EE. UU. revoca visa a exfuncionario de la Cancillería argentina investigado por enriquecimiento ilícito vinculado a la pesca ilegal china
El gobierno de Estados Unidos revocó la visa de Pablo Ferrara Raisberg, excoordinador general de la Cancillería argentina y exrepresentante ante el Consejo Federal Pesquero durante la gestión de Diana Mondino. La medida fue confirmada por Christopher Landau, subsecretario de Estado de la administración de Donald Trump, como parte de una política internacional orientada a combatir el enriquecimiento ilícito asociado a la pesca ilegal.
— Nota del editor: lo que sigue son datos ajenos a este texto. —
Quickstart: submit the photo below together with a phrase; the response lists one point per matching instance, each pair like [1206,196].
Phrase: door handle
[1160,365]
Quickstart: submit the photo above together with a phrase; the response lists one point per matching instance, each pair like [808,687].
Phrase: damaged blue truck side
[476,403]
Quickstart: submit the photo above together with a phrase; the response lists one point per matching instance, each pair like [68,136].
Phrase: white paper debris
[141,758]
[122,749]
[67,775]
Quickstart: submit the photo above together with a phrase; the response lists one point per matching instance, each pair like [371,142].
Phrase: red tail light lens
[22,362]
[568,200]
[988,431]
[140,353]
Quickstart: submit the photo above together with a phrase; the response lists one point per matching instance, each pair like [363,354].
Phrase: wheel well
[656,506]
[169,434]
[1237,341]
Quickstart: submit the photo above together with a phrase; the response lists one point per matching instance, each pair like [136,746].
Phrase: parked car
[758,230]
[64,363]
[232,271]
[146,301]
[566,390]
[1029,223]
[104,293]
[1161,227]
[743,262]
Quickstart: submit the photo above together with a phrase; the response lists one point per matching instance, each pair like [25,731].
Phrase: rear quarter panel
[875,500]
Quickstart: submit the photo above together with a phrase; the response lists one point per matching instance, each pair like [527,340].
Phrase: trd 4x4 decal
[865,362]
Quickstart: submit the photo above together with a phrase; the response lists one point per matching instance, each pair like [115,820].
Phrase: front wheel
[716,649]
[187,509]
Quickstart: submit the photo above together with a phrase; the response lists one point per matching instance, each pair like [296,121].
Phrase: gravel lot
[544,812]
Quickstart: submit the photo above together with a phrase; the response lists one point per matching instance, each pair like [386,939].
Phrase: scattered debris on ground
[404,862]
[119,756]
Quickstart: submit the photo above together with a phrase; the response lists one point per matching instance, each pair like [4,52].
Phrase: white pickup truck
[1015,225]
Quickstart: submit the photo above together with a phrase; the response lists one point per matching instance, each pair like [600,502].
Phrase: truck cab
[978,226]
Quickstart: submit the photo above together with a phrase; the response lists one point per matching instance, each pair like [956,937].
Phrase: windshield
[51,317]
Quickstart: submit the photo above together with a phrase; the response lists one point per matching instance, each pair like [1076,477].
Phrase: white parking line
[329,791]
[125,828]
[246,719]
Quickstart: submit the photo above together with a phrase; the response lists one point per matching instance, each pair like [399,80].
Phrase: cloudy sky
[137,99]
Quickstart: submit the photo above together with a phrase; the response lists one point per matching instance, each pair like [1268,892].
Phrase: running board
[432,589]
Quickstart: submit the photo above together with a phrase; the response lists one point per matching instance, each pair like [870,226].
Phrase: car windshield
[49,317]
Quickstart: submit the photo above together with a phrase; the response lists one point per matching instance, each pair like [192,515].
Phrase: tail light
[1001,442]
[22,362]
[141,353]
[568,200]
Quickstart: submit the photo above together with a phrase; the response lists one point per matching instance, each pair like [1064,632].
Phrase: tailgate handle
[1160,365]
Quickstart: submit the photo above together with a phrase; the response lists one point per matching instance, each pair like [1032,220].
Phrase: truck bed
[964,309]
La decisión del Departamento de Estado se produce dos años después de que Ferrara Raisberg dejara su cargo en el Palacio San Martín. Su salida del gobierno argentino, concretada en marzo de 2024, ocurrió tras verse involucrado en una controversia relacionada con presuntas presiones para impedir que un buque pesquero de capitales chinos fuera sancionado por la captura irregular de merluza negra en aguas de Tierra del Fuego.
Al anunciar la medida, Landau señaló a través de su cuenta oficial en X que la protección de los recursos marinos frente a la pesca ilegal constituye una prioridad estratégica para Estados Unidos. Asimismo, explicó que la nueva política migratoria permitió restringir la emisión de visas a 24 personas vinculadas a actividades pesqueras ilícitas, subrayando que quienes contribuyen al agotamiento ilegal de los recursos pesqueros no son bienvenidos en territorio estadounidense.
El caso que marcó el final de la trayectoria de Ferrara Raisberg en la Cancillería tuvo su origen en febrero de 2024. Diversas empresas del sector pesquero denunciaron que el buque Tai An, perteneciente a la firma Prodesur S.A. -empresa argentina con participación de capitales chinos-, operaba con una carga muy superior a la autorizada. Mientras la cuota permitida de captura de merluza negra era de cinco toneladas, la embarcación transportaba aproximadamente 142 toneladas.
Ante la presunta infracción, el entonces director nacional de Coordinación y Fiscalización Pesquera, Julián Suárez, impulsó una orden para que la Prefectura Naval Argentina obligara al buque a regresar de inmediato al puerto de Ushuaia.
De acuerdo con los antecedentes de la investigación, fue en ese contexto cuando Ferrara Raisberg habría intervenido para intentar frenar la medida. Fuentes oficiales de la época señalaron que el exfuncionario se comunicó telefónicamente con Suárez y le solicitó que no avanzara con la decisión, argumentando que obligar al regreso de la embarcación podría derivar en eventuales reclamos judiciales contra el Estado argentino.